Last week, the US Court of Appeals for the Eighth Circuit weighed in on the legality of restrictions on alcohol advertising under the First Amendment, issuing an opinion in Missouri Broadcasters Association v. Lacy that could eventually broaden free speech protections for alcohol beverage advertisements. After the lower court granted defendants’ motion to dismiss and plaintiffs appealed, the Eighth Circuit reversed the district court’s dismissal, finding that plaintiffs’ claim alleging the unconstitutionality of a Missouri statute and two regulations should be heard.

The case concerned three Missouri provisions – two regulations and a statute – that restrict the advertising of alcohol beverages:

  1. a regulation prohibiting retailers from advertising price discounts outside of the licensed premises (but allowing the advertising of discounts by using generic descriptions (e.g., “Happy Hour”), as well as the advertising of specific discounts within the licensed premises);
  2. a regulation prohibiting retailers from advertising prices below cost; and
  3. a statute requiring manufacturers and wholesalers choosing to a list a retailer in an advertisement to exclude the retail price of the product from the advertisement, list multiple unaffiliated retailers and make the listing relatively inconspicuous.

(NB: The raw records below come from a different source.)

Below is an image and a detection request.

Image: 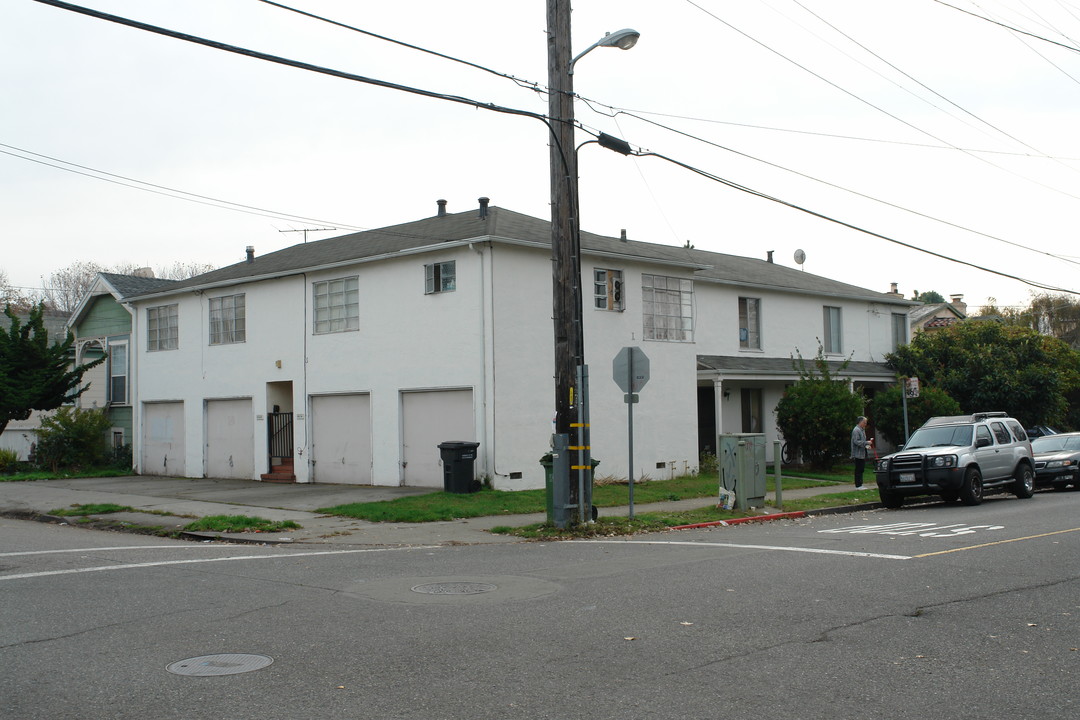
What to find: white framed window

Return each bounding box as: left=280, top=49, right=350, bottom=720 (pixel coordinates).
left=311, top=275, right=360, bottom=335
left=824, top=305, right=843, bottom=355
left=423, top=260, right=458, bottom=295
left=739, top=298, right=761, bottom=350
left=210, top=293, right=247, bottom=345
left=593, top=268, right=623, bottom=312
left=892, top=313, right=907, bottom=350
left=642, top=275, right=693, bottom=342
left=109, top=340, right=129, bottom=405
left=146, top=304, right=180, bottom=352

Plaintiffs – a broadcasting industry group, radio station operator, winery and retailer – sued Missouri’s supervisor of liquor control and attorney general, alleging that the three provisions are facially invalid under the First Amendment in that they prohibit truthful, non-misleading commercial speech, are inconsistently enforced by the state and the challenged statute unconstitutionally compels speech.

To state a claim that a statute is facially unconstitutional under the First Amendment, Supreme Court precedent instructs that plaintiffs must show that there are no set of circumstances under which the challenged provision would be valid, or that a substantial number of the provision’s applications are unconstitutional. Alcohol beverage advertisements involve commercial speech, which receives less protection under the First Amendment than other constitutionally protected forms of expression. In Central Hudson Gas & Electric Corp. v. Public Service Comm’n of New York (1980), the Supreme Court articulated a four-part test for determining the constitutionality of laws restricting commercial speech:  whether (1) the speech concerns lawful activity and is not misleading; (2) the governmental interest justifying the regulation is substantial; (3) the regulation directly advances the governmental interest; and (4) the regulation is no broader than necessary to further the governmental interest.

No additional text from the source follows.